JANE. No, Dr. Hogarth, I didn’t. [Piedmont Carolinian lilt to her speech, unassuming and pleasing.] I was too scared at first. Then I got too ashamed. I never even told my parents about it. As a matter of fact, this is the first time I’ve ever told anybody about it.
REYNOLDS. Jeez Louise, Janie. Sounds to me like you caught yourself one heckuva lucky break there, girl. If I’d been that other kid, I’d of ratted the hell outta you.
JANE. I know you would have, Reynolds.
REYNOLDS. So why sweat it if she was too stupid not to?
SUSAN. Don’t you ever get anything in here, Reynolds? Jane didn’t catch a lucky break. She was given charity. And now that she sees that, it makes her feel like crap.
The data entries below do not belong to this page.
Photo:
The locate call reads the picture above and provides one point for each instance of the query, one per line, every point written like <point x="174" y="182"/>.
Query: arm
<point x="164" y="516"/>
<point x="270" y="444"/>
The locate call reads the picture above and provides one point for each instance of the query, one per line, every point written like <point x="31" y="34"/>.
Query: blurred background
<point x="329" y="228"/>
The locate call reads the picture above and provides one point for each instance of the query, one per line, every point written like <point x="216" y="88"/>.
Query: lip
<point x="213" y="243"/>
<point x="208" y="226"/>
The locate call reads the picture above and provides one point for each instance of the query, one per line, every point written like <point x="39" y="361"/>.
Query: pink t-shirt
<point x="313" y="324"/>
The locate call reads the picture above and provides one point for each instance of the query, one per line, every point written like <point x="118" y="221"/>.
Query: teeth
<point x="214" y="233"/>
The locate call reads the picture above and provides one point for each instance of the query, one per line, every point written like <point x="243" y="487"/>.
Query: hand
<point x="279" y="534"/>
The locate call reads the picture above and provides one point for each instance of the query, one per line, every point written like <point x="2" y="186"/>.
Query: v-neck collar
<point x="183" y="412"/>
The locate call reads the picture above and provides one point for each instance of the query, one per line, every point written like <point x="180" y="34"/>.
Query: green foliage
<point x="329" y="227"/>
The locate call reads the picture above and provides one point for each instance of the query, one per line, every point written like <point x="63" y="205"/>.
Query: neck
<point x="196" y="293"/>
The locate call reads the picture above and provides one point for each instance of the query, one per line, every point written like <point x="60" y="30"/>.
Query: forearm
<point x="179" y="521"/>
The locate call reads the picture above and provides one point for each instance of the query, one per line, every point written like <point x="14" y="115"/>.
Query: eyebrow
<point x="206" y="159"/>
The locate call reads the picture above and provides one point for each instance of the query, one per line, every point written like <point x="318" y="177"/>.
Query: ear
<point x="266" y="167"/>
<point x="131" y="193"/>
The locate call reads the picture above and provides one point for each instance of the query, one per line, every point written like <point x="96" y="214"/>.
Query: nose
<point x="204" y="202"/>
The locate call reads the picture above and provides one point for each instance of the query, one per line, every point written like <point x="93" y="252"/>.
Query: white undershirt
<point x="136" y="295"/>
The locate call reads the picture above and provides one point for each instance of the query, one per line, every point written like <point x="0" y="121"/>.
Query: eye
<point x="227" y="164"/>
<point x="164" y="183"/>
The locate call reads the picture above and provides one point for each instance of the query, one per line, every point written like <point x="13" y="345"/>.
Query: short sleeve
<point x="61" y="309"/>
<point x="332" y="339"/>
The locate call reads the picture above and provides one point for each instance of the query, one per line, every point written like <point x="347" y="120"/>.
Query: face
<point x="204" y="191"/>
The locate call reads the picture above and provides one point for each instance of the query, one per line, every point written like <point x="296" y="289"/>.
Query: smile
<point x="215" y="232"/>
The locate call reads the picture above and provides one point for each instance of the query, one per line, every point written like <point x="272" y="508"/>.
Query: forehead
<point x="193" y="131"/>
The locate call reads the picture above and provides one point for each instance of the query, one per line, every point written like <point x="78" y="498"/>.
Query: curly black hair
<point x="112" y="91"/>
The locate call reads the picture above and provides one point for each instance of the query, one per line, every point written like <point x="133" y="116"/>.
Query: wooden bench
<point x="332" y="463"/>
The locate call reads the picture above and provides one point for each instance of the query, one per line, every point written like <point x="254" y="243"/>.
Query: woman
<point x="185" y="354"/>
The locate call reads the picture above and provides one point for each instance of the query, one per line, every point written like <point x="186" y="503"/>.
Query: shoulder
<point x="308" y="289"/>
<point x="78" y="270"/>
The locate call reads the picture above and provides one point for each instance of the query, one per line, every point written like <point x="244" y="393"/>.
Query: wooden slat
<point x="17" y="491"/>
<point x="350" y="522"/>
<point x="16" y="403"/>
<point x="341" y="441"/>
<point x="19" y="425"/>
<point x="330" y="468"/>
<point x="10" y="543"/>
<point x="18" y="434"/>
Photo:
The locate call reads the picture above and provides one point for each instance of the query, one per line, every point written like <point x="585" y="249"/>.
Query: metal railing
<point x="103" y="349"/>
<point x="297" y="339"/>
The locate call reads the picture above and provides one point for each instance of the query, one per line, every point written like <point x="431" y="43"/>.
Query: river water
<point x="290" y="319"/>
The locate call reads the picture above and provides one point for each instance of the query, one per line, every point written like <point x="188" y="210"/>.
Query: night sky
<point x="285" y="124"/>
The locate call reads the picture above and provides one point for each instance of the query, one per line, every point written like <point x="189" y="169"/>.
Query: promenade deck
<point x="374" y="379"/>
REYNOLDS [eyes rolling]. Ah, jeez. Here we go again.
DOC H [stepping in]. Why didn’t that other girl rat you out, Jane? Why did she keep quiet? Reynolds raises an interesting point.
JANE. I don’t know, Dr. Hogarth. [Has to ignore REYNOLDS puffing out his chest.] I was so ashamed of what I’d done that I never talked to that girl again. I just avoided her all the time. Even when we got up into high school.
JONATHAN. Maybe the other girl was afraid to contradict the teacher. [Squirrelly English major, mop-top of jet-black hair.] She’d already been labeled a “bad” kid. Maybe she wanted to avoid more trouble.
SUSAN. Or maybe the other girl felt sorry for Jane.
REYNOLDS [snorting again]. Sorry for her? Just how the heck you figure that?
SUSAN. Solidarity, maybe. [Econ major; wearing today her favorite t-shirt, one that reads: “A Woman’s place is in the House . . . and the Senate.”] Certainly nothing you would understand, Reynolds.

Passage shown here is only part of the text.